Limitations of cron-based schedules
Cron-based schedules run into limitations when dealing with irregular time-based schedules. For example when:
- Scheduling a DAG at different times on different days. For example, 2:00 PM on Thursdays and 4:00 PM on Saturdays.
- Scheduling a DAG daily except for holidays.
- Scheduling a DAG at multiple times daily with uneven intervals. For example, 1:00 PM and 4:30 PM.

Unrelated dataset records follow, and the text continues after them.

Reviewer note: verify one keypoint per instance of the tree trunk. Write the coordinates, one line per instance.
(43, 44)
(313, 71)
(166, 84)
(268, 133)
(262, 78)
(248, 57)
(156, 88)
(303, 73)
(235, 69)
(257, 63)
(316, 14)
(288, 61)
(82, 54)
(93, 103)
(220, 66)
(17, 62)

Such schedules can be created using timetables.
Data-aware scheduling
With Assets, you can make Airflow aware of updates to data objects. Using that awareness, Airflow can schedule other DAGs when there are updates to these assets. To create an asset-based schedule, pass the names of the asset(s) to the schedule
parameter. You can create schedules based on conditional logic involving multiple assets, or even combine asset-based schedules with time-based schedules.
- Simple asset schedule
- Conditional asset schedule
- Time + asset schedule
# from airflow.sdk import Asset
my_asset_1 = Asset("my_asset_1")
my_asset_2 = Asset("my_asset_2")
@dag(
schedule=[my_asset_1, my_asset_2],
# Passing a list of datasets will create an AND condition
)
This DAG runs when both my_asset_1
and my_asset_2
are updated at least once.
# from airflow.sdk import Asset
my_asset_1 = Asset("my_asset_1")
my_asset_2 = Asset("my_asset_2")
@dag(
schedule=(my_asset_1 | my_asset_2),
# Use () instead of [] to be able to use conditional dataset scheduling!
)
This DAG runs when either my_asset_1
or my_asset_2
is updated.
# from airflow.sdk import Asset
# from airflow.timetables.assets import AssetOrTimeSchedule
# from airflow.timetables.trigger import CronTriggerTimetable
my_asset_1 = Asset("my_asset_1")
my_asset_2 = Asset("my_asset_2")
@dag(
schedule=AssetOrTimeSchedule(
timetable=CronTriggerTimetable("0 0 * * *", timezone="UTC"),
assets=(my_asset_1 | my_asset_2),
),
# Use () instead of [] to be able to use conditional dataset scheduling!
)
This DAG runs every day at midnight UTC and, additionally, whenever either my_asset_1
or my_asset_2
is updated.
Assets can be updated by any tasks in any DAG of the same Airflow environment, by calls to the asset endpoint of the Airflow REST API, or manually in the Airflow UI.
To learn more about assets and data driven scheduling, see Assets and Data-Aware Scheduling in Airflow guide. Assets can be combined with AssetWatchers to create event-driven schedules. For more information, see Event-Driven Scheduling.
Timetables
Each time-based schedule in Airflow is implemented using a timetable under the hood. There are a couple of built-in timetables, including the CronTriggerTimetable
and CronDataIntervalTimetable
. If no timetbale exists for your use case, you have to option to create your own custom.
Continuous timetable
You can run a DAG continuously with a pre-defined timetable. To use the ContinuousTimetable, set the schedule of your DAG to "@continuous"
and set max_active_runs
to 1.
@dag(
start_date=datetime(2025, 4, 1),
schedule="@continuous",
max_active_runs=1,
)
This schedule will create one continuous DAG run, with a new run starting as soon as the previous run has completed, regardless of whether the previous run succeeded or failed. Using a ContinuousTimetable is especially useful when sensors or deferrable operators are used to wait for highly irregular events in external data tools.
Airflow is designed to handle orchestration of data pipelines in batches, and this feature is not intended for streaming or low-latency processes. If you need to run pipelines more frequently than every minute, consider using Airflow in combination with tools designed specifically for that purpose like Apache Kafka.